J'ai rencontré d'autres défis dès le début de mes cours. Il y avait seulement quelques femmes suivant cette formation en Autriche. Je me souviens d'avoir été dans une classe de soixante étudiants, dont cinquante-neuf étaient des hommes! J'ai été très étonnée du faible nombre de femmes dans ce programme. En tant que chercheuse technique dans le domaine du cloud computing, j'ai parfois trouvé le travail plus difficile que mes homologues masculins.

Je devais constamment prouver que j'appartenais à leur cercle encore et encore, en mettant en valeur mes connaissances techniques devant toute nouvelle personne que je rencontrais.
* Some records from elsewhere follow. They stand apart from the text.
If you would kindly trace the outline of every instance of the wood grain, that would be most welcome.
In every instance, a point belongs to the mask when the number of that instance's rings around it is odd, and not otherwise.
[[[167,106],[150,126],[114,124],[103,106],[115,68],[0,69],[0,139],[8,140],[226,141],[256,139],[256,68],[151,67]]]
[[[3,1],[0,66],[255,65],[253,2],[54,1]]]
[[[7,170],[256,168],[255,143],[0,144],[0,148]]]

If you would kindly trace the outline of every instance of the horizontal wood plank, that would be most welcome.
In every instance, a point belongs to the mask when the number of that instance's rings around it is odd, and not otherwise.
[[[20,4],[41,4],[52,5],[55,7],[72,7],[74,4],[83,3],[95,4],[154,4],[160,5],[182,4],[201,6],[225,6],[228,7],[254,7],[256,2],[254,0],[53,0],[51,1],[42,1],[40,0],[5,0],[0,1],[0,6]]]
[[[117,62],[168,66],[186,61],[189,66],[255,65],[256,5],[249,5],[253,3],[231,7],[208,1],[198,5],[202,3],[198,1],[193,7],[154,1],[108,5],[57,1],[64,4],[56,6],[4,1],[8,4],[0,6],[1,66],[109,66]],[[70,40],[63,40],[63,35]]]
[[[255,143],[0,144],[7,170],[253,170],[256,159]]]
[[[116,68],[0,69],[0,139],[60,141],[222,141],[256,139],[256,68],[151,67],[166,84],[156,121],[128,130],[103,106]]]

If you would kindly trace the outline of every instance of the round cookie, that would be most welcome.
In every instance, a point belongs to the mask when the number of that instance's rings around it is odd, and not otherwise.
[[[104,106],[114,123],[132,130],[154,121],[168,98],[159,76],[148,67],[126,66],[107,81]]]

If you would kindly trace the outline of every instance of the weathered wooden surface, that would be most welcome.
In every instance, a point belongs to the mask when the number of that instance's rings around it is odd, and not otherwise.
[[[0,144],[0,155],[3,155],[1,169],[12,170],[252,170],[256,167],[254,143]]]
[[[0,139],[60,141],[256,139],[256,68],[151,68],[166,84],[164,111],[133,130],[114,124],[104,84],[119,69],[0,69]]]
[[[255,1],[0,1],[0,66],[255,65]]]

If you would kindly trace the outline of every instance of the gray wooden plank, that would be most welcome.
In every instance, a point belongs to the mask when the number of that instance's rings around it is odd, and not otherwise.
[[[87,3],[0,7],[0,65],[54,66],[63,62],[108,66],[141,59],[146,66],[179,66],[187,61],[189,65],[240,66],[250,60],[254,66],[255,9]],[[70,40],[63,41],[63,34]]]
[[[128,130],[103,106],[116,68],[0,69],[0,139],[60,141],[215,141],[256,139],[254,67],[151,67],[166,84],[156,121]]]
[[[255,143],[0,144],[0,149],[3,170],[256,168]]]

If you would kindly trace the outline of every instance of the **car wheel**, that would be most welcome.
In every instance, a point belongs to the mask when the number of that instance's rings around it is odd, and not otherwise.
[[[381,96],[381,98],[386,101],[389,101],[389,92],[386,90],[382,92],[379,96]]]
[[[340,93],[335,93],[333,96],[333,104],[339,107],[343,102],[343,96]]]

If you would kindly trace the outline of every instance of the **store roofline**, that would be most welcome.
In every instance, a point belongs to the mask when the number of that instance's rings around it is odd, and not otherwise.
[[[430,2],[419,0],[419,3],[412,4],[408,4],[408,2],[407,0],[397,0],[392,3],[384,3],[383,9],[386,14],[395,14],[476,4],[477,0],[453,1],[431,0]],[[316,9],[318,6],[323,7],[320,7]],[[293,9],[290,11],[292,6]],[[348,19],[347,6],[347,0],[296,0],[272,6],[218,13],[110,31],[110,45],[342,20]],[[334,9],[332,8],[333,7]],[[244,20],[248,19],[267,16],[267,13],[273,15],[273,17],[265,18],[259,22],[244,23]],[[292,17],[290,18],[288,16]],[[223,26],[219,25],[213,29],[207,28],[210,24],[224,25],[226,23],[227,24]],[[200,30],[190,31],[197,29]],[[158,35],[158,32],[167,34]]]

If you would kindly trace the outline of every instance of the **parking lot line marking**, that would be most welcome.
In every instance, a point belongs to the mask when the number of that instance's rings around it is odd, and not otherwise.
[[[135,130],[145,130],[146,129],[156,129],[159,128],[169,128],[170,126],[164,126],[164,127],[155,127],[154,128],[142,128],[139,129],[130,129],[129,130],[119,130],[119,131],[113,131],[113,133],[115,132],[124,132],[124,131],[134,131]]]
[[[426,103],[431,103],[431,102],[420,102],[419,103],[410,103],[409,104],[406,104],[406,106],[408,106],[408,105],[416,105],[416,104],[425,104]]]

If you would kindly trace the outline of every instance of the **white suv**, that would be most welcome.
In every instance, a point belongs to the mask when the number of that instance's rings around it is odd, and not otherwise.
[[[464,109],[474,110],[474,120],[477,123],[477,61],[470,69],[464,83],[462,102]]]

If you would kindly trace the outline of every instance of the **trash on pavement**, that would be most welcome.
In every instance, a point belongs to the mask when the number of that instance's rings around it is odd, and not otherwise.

Cependant, mes compétences et ma détermination ont fini par impressionner les chercheurs avec qui j'ai établi une collaboration étroite et solide.

Une fois mon doctorat terminé au bout de trois ans, mon mari et moi étions maintenant prêts à passer à la prochaine phase de notre vie ... cette fois encore plus loin de la maison.

Confiante dans mes compétences et avec mon nouveau doctorat, je voulais faire quelque chose de différent. Une de mes amies avait fondé une startup au Canada à l'incubateur TandemLaunch. Grâce à ces encouragements, j'ai suis entré en contact avec TandemLaunch et j'ai été accepté dans leur programme d'Entrepreneur en Résidence.

Lancer ma propre entreprise en technologie avait toujours été un rêve pour moi.

J'ai découvert l'histoire de femmes comme Sheryl Sandberg, la CFO de Facebook, dans son livre intitulé «Lean In: Women, Work and Will to Lead». Des histoires comme la sienne ont eu un impact important sur moi. J'étais déterminée et très motivée à devenir une entrepreneure et chef de la technologie.

Chez TandemLaunch et grâce à leur support, j'ai cofondé C2RO, une startup spécialisée en robotique et Cloud computing avec mon cofondateur, un expert en robotique. Basé sur notre modèle d'affaires, j'ai développé la feuille de route, établi des partenariats technologiques avec des universités prestigieuses et mis en place le technical board de l'entreprise. Je suis maintenant chef de la technologie et je gère une équipe d'ingénieurs en machine learning, en cloud computing, en vision par ordinateur et en robotique. Nous avons déjà fait des progrès remarquables et le ciel est vraiment la limite pour moi en ce moment!

J'ai tellement de chance d'avoir un mari qui m'a encouragé et supporté tout au long de mon parcours. En tant que femme entrepreneure dans le domaine de la technologie, je suis très heureuse d'avoir commencé ma carrière d'entrepreneuriat à TandemLaunch, où Helge Seetzen, PDG de TandemLaunch, a été une grande source d'inspiration pour moi. C'est un leader unique et un mentor, qui comprend l'importance d'avoir plus de dirigeantes féminines, en particulier dans le secteur de la technologie. Jusqu'à maintenant, TandemLaunch m'a beaucoup aidé à suivre mes passions pour devenir le futur CTO de mon entreprise, un rôle qui est rarement occupé par les femmes, surtout ici au Québec.

Je tiens donc à remercier le Huffington Post de m'avoir permi de partager mon histoire avec vous, et je terminerais avec ce message pour les femmes dans le domaine de la technologie, ou dans tout autre secteur dominé par des hommes... Malgré les préjugés subis dans ma carrière, je reste optimiste pour un meilleur avenir pour les femmes en informatique.

Cela ne pourra se concrétiser que si nous sommes plus nombreuses à entrer dans ce domaine. Celles qui m'ont précédée ont facilité ma réussite, tout comme je facilite les choses à celles qui me suivront. Nous ne devons pas avoir peur de relever ces défis. Au contraire, la seule façon de les surmonter est d'y faire face directement.